Opioid plaintiffs are counting on the sheer volume of claims to force defendants into settling, despite defense arguments that their claims don’t fit the law on nuisance or consumer fraud. As Jepsen said, plaintiffs haven’t lost much of their leverage just because a trial judge in North Dakota tossed one case.
But I suspect that the opioid defendants believe the North Dakota decision boosts their leverage in settlement negotiations. A lawyer for one wing of the Sackler family, which owns Purdue Pharma, said as much in a phone interview with me on Thursday. Maura Monaghan of Debevoise & Plimpton represents four members of the Sackler family. Her partner Mary Jo White has already said that the Sacklers want to reach a global settlement of claims against them and Purdue. Monaghan told me that the North Dakota decision “is something that plaintiffs’ lawyers should take into account” as they assess the value of their claims.
It’s important, Monaghan said, that Judge Hall converted Purdue’s dismissal motion into a motion for summary judgment. That meant not only that he weighed evidence outside of the pleadings, including the FDA’s decisions on revising opioid labeling, but also that the judge did not presume the truth of the state’s allegations. Judge Hall’s ruling for Purdue, she said, means that opioid plaintiffs face real risk when judges test their allegations against evidence.

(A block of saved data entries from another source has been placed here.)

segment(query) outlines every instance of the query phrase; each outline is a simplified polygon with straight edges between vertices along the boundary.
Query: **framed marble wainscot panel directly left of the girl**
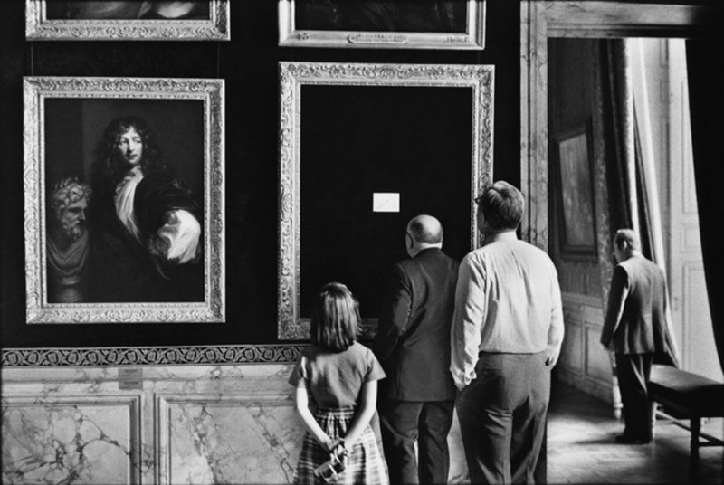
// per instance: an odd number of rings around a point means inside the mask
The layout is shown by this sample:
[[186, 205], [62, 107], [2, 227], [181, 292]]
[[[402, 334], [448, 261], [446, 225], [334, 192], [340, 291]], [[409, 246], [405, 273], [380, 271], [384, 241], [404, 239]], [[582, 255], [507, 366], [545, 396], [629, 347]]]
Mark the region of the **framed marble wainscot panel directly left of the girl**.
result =
[[286, 400], [157, 395], [157, 410], [157, 483], [291, 483], [303, 429]]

The state judge overseeing the Oklahoma AG’s case ruled differently on summary judgment – but even division in the lower courts works in defendants’ favor. Purdue, to be sure, has said it may have to enter bankruptcy in the face of opioid litigation. But other defendants have hinted that they’re prepared to prolong the litigation into state and federal appellate courts. The North Dakota decision will embolden defendants that don’t want to settle until appeals courts have evaluated plaintiffs’ theories. You can be sure that Judge Hall’s ruling is going to be cited in many, many defense briefs before the megabillion-dollar opioid case is over.
One ruling, obviously, isn’t going to slow the bullet train of opioid litigation. But the North Dakota ruling just might nudge the case onto a different track.